Occasionally, you encounter an issue that teaches or makes you revisit the fundamentals. This is one such issue which is worth sharing. Until recently, I was heavily involved in a Python project that helps developers to instrument their code and troubleshoot performance issues. The primary audience1 of this library writes web application services, and the vast majority of those applications are hosted with a WSGI server such as Gunicorn or uWSGI, either directly or behind a lightweight web server such as nginx. We have received several reports from users that the library does not work when used with Gunicorn. The issue was that their telemetry data was not getting exported. I set out to investigate the issue and little did I know that I would (re)-learn a lot about the Linux system call fork
.
The landing page of https://gunicorn.org/ says "It's a pre-fork worker model". The preforking model has a long history and dates back to the early days of Apache. The idea is to create a pool of worker processes to handle incoming requests. Why is there a need to create a pool of worker processes, you ask? The multi-threading is not truly parallel Python because of the Global Interpreter Lock (GIL). The GIL is a mutex that protects access to Python objects, preventing multiple threads from executing Python bytecodes at once. This means that Python threads are unable to fully utilize multiple cores. The preforking model is a way to get around this limitation and utilize multiple cores.
The library in question uses several background threads to do batch processing. These background threads use synchronization primitives like Lock, Event, and Condition variables to export data periodically when the queue is full or when a timeout occurs. It's when you mix the threading, and forking that things get weird.
The fork
manual page says
The child process is created with a single thread—the one that called fork(). The entire virtual address space of the parent is replicated in the child, including the states of mutexes, condition variables, and other pthreads objects.
This means when a multi-threaded program forks, the child process has only one thread, and the state of synchronization primitives is copied. The lock acquired by the parent process is also acquired by the child process. This is a problem because the child process is unaware of the parent process, and the lock is never released and deadlocks the child process.
So what is the solution?
-
One way to address this problem is to declare your package is not fork-safe and ask the users to do whatever is necessary to make it work2.
-
Or can the library be made fork-safe?
I got curious mainly because Python stdlib itself could have some code that is not fork-safe, and it must have a mechanism to handle this situation. It's time to look at the issue tracker to see the past discussions. There are several issues that are related to this problem. Following are some of the issues that are relevant to this discussion which I read through:
- https://github.com/python/cpython/issues/32958
- https://github.com/python/cpython/issues/50970
- https://github.com/python/cpython/issues/51172
- https://github.com/python/cpython/issues/60704
- https://github.com/python/cpython/issues/74014
- https://github.com/python/cpython/issues/74580
And quickly skimming through the PRs that are linked, I found the register_at_fork
from the os
module is used to sanitize the locks and other synchronization primitives. My immediate thought was, The man page for fork had mentioned a related function which I didn't bother to read carefully. The pthread_atfork
that is used to register handlers to be called when a new process is created with fork
.
The NOTES section says
When fork(2) is called in a multithreaded process, only the calling thread is duplicated in the child process. The original intention of pthread_atfork() was to allow the child process to be returned to a consistent state. For example, at the time of the call to fork(2), other threads may have locked mutexes that are visible in the user-space memory duplicated in the child. Such mutexes would never be unlocked, since the threads that placed the locks are not duplicated in the child. The intent of pthread_atfork() was to provide a mechanism whereby the application (or a library) could ensure that mutexes and other process and thread state would be restored to a consistent state.

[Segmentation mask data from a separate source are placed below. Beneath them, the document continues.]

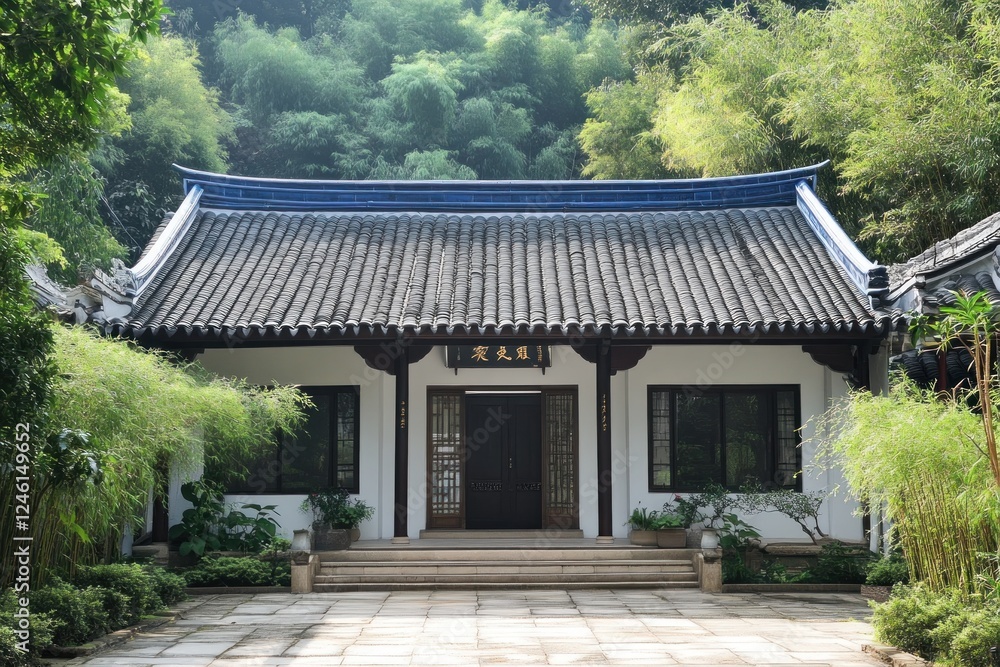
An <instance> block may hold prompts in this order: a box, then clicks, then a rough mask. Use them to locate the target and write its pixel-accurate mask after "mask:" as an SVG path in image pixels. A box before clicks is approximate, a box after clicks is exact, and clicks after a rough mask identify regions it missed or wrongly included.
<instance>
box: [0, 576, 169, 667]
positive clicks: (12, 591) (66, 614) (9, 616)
mask: <svg viewBox="0 0 1000 667" xmlns="http://www.w3.org/2000/svg"><path fill="white" fill-rule="evenodd" d="M184 586H185V581H184V579H183V578H182V577H180V576H178V575H176V574H172V573H169V572H166V571H165V570H163V569H162V568H157V567H153V566H150V565H140V564H137V563H131V564H125V563H117V564H111V565H96V566H93V567H81V568H78V570H77V572H76V574H75V576H73V577H72V578H66V579H63V578H61V577H58V576H53V577H52V578H50V580H49V582H48V583H47V584H46V585H44V586H41V587H39V588H37V589H35V590H33V591H32V594H31V637H30V643H29V645H28V647H29V651H28V652H27V653H24V652H21V651H18V650H17V649H16V648H15V646H16V642H17V637H16V635H15V634H14V631H15V629H17V627H18V617H17V616H16V614H17V612H18V609H19V607H18V604H17V601H16V595H15V593H14V591H13V589H6V590H5V591H4V592H3V594H2V595H0V664H4V665H27V664H32V663H33V661H35V660H36V659H37V658H38V657H39V656H40V655H41V653H42V651H44V650H45V649H47V648H48V647H50V646H76V645H80V644H85V643H86V642H88V641H90V640H92V639H95V638H97V637H100V636H102V635H104V634H107V633H109V632H113V631H115V630H118V629H120V628H124V627H127V626H130V625H133V624H135V623H138V622H139V621H141V620H142V619H143V618H144V617H147V616H149V615H150V614H153V613H155V612H157V611H160V610H161V609H164V608H165V607H167V606H169V605H172V604H175V603H177V602H179V601H181V600H182V599H184V597H185V594H184Z"/></svg>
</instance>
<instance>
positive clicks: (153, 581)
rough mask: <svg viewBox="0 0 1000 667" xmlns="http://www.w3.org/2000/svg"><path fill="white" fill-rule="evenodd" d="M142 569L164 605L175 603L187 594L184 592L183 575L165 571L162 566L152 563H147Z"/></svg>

Ah yes, this is exactly what we need. And I sent a PR to use register_at_fork
to reinitialize the possibly corrupted state in the child process. The PR was merged, and users were happy to see their distributed tracing data again. A set of users (who used uWSGI) were still facing the issue. After a few days of debugging, I found that the hook is never invoked because the uWSGI forks outside the Python interpreter. The fork
is called from the C code, and the register_at_fork
is not invoked. Well, that's unfortunate. It didn't occur to me immediately that the comment from the @pitrou can also be used i.e track the pid and reinitialize when the pid changes. I sent another PR to do exactly that and it now works everywhere.
Oof, that was a lot of work and fun at the same time.